3. After the tribunal had decided the appeal, the Upper Tribunal issued its decision in AAR and AA (Non-Arab Darfuris-return) Sudan [2019] UKUT 00282 (IAC). The Upper Tribunal decided that there was insufficient evidence currently available to show that the country guidance as set out in the two cases cited above required revision.
4. In the circumstances Mrs Aboni accepted that the decision of the tribunal could not stand. She urged me to set aside the tribunal's decision and to remake the decision by allowing the claimant's appeal. Mr Howard was understandably entirely content with that. I have decided to do as I am invited to do. That is because there is agreement between the parties and because if the tribunal had followed the above country guidance it would have had to allow the appeal.
5. There are three more things I would like to say. Firstly, in my judgement the concession made by Mrs Aboni was proper, fair and entirely appropriate. Secondly, the decision of the tribunal was thorough and careful even though I have had to set it aside. Thirdly, although nothing was said about this before me, I have decided to continue the grant of anonymity given to the claimant by the tribunal.

The decision of the First-tier Tribunal involved the making of an error of law and is set aside. The Upper Tribunal remakes the decision in these terms: The claimant's appeal against the Secretary of State's decision of 24 December 2018 refusing to grant international protection, is allowed both on asylum grounds and on human rights grounds (article 3 of the ECHR).

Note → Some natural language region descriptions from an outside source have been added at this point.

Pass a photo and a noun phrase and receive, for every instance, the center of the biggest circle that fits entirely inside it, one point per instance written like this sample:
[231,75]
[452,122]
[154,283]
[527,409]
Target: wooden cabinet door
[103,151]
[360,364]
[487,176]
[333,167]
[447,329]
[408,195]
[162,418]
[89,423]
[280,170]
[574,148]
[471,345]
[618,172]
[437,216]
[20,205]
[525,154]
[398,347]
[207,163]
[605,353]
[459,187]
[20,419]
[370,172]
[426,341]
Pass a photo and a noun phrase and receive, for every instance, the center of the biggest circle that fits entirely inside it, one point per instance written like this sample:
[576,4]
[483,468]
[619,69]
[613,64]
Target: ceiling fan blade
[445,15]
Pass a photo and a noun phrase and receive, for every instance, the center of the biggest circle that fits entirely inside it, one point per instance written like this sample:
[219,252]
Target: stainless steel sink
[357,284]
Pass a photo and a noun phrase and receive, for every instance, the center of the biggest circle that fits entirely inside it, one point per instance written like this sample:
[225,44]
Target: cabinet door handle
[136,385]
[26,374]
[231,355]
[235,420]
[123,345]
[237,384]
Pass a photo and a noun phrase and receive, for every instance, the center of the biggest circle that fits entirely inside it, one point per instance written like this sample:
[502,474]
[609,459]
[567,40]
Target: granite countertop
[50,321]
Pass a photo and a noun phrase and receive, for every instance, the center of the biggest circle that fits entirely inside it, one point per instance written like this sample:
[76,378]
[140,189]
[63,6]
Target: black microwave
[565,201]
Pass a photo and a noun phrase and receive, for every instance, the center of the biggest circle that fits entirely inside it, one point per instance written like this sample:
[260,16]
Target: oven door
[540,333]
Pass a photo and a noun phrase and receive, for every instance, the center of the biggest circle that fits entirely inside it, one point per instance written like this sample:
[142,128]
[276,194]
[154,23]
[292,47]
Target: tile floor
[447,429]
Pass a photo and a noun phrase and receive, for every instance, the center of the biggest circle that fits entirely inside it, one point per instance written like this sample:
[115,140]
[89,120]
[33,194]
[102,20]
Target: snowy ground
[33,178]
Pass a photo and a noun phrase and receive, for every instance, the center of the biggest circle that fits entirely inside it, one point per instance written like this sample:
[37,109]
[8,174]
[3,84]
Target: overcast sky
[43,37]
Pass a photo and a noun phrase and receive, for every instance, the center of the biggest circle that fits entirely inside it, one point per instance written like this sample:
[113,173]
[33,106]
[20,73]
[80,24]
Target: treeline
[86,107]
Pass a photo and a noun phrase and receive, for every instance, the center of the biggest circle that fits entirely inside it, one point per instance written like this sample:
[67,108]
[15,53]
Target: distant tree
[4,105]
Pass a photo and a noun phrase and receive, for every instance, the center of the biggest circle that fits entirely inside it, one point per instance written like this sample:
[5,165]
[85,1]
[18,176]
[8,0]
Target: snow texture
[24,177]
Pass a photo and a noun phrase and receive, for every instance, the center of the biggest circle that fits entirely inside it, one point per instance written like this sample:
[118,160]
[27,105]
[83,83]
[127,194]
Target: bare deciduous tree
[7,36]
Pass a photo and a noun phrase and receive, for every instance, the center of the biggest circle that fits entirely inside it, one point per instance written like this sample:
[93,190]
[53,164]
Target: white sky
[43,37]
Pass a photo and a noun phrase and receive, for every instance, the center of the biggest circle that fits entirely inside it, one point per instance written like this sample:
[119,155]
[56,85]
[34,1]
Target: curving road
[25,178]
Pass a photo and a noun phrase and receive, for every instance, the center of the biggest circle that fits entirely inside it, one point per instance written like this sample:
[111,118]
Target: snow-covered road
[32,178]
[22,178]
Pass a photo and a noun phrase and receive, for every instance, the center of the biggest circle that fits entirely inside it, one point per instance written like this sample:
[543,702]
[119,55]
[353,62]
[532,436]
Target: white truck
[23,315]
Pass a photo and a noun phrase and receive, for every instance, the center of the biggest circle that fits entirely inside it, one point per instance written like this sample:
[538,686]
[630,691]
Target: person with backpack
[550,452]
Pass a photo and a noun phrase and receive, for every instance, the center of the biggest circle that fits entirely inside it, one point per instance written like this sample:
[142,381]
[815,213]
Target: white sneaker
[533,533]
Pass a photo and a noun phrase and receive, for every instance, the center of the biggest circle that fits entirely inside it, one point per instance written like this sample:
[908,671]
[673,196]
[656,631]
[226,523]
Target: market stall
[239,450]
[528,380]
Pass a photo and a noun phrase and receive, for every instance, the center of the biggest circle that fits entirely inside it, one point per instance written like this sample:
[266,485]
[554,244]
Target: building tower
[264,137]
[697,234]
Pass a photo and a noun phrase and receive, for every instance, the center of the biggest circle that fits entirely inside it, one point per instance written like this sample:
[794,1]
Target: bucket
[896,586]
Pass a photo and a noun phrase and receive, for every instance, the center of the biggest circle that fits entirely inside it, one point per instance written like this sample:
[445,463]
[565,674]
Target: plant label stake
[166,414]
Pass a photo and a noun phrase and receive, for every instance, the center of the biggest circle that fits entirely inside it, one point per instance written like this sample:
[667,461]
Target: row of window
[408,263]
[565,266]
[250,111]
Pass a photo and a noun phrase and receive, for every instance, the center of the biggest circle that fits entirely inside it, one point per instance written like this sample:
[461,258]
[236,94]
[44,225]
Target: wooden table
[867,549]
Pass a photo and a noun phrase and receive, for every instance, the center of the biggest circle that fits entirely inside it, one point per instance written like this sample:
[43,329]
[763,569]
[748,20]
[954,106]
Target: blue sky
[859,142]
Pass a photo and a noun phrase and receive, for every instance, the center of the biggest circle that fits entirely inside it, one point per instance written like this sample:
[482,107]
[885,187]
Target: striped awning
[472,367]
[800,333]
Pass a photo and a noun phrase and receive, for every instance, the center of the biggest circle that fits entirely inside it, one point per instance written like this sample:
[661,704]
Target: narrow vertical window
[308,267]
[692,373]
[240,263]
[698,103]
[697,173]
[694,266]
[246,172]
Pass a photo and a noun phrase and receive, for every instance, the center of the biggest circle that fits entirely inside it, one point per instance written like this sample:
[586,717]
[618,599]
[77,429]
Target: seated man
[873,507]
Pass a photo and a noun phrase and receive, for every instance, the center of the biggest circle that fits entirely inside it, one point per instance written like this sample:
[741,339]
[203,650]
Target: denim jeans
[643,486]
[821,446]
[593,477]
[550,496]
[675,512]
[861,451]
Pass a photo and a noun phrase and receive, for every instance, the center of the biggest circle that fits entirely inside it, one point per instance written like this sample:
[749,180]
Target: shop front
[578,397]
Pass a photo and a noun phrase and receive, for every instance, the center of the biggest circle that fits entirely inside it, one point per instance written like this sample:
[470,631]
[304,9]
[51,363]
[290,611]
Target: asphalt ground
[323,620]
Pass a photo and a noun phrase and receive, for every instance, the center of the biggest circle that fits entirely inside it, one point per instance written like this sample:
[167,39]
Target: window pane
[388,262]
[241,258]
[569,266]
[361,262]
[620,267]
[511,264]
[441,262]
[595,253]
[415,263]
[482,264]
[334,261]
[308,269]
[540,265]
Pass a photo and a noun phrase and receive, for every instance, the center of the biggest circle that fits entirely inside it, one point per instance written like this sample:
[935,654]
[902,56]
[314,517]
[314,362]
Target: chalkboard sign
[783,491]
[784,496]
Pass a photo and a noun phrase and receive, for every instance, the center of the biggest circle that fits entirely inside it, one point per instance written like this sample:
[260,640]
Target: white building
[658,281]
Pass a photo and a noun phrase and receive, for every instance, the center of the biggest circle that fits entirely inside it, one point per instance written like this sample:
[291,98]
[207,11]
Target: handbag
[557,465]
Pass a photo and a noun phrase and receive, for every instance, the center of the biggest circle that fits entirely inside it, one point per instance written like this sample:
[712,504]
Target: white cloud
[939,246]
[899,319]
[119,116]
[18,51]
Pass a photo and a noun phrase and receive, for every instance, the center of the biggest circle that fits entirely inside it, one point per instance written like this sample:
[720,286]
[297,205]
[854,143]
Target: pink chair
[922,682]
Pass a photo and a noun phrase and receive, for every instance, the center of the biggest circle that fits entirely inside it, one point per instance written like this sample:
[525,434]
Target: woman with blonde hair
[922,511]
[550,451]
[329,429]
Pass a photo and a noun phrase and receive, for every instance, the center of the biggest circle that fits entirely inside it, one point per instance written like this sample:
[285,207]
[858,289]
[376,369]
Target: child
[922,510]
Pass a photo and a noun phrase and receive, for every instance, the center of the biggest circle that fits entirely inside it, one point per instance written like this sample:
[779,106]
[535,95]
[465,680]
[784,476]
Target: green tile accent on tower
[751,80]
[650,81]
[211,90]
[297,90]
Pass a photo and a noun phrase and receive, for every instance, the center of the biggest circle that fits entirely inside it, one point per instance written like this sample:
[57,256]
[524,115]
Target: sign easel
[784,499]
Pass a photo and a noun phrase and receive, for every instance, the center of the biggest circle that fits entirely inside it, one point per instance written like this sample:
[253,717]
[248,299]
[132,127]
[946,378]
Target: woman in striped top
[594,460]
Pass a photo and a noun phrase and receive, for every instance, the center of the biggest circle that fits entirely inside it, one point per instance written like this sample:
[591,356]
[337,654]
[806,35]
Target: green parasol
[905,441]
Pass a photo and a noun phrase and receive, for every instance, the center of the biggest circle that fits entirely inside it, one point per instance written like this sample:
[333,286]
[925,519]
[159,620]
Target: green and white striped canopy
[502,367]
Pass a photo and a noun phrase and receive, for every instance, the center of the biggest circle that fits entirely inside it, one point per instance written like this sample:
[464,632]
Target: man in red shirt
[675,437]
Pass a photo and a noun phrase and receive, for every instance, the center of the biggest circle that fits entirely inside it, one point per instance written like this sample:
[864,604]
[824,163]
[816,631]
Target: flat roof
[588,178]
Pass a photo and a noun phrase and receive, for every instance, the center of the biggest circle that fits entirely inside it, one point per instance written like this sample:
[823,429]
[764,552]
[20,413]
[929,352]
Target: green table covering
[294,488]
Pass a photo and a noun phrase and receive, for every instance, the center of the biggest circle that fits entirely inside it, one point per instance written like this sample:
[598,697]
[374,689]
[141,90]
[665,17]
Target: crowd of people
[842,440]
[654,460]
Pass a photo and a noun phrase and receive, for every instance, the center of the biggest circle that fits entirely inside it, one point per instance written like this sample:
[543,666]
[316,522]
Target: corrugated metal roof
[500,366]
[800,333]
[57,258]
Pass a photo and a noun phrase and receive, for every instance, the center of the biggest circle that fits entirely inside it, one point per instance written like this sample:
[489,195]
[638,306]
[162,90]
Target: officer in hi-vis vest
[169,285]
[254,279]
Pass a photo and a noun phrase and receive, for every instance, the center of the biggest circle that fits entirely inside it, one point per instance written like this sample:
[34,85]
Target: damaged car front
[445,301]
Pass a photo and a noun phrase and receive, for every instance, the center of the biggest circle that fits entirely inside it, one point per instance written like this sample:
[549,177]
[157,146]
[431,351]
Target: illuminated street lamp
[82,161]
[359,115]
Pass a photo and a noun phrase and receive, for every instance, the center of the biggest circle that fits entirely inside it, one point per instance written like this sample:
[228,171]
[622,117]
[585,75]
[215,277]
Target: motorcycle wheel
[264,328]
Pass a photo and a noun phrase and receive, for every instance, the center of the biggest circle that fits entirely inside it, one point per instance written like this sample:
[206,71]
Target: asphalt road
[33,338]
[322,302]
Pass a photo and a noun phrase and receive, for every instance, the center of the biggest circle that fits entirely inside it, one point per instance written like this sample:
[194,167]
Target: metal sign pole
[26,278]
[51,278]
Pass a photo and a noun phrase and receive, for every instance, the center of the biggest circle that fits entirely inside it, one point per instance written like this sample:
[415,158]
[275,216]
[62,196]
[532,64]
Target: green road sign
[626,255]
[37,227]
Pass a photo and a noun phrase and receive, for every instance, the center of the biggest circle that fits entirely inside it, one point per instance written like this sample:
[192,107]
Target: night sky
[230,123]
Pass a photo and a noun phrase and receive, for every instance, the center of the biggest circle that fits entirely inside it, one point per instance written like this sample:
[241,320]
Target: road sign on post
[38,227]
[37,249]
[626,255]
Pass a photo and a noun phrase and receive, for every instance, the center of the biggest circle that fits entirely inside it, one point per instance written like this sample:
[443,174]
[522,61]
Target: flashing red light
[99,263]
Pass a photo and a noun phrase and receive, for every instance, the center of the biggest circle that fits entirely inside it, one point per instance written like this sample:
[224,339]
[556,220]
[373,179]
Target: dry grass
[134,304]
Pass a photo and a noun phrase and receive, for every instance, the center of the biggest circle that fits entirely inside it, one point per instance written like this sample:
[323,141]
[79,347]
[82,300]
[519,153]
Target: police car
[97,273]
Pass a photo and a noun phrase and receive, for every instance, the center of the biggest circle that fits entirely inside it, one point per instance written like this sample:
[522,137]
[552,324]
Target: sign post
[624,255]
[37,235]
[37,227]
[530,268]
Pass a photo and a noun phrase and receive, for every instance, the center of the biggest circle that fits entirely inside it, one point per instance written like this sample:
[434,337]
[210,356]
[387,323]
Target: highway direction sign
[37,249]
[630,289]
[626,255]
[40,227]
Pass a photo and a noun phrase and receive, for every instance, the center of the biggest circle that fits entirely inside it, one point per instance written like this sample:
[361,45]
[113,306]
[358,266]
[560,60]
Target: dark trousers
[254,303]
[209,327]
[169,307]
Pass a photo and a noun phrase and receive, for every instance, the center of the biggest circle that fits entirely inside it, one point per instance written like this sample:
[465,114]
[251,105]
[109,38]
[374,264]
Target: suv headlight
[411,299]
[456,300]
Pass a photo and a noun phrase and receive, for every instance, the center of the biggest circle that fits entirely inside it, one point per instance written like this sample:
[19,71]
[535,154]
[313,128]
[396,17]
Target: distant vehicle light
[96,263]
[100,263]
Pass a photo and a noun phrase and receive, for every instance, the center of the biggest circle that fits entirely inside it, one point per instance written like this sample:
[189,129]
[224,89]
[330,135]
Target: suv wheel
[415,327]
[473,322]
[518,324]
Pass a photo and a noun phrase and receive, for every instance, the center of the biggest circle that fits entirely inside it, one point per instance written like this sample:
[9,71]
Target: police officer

The First-tier Tribunal granted the claimant anonymity. I continue that grant pursuant to rule 14 of the Tribunal Procedure (Upper Tribunal) Rules 2008. Accordingly, no report of these proceedings shall name or otherwise identify the claimant or any member of her family. This grant applies to all parties to the proceedings. Failure to comply may lead to contempt of court proceedings.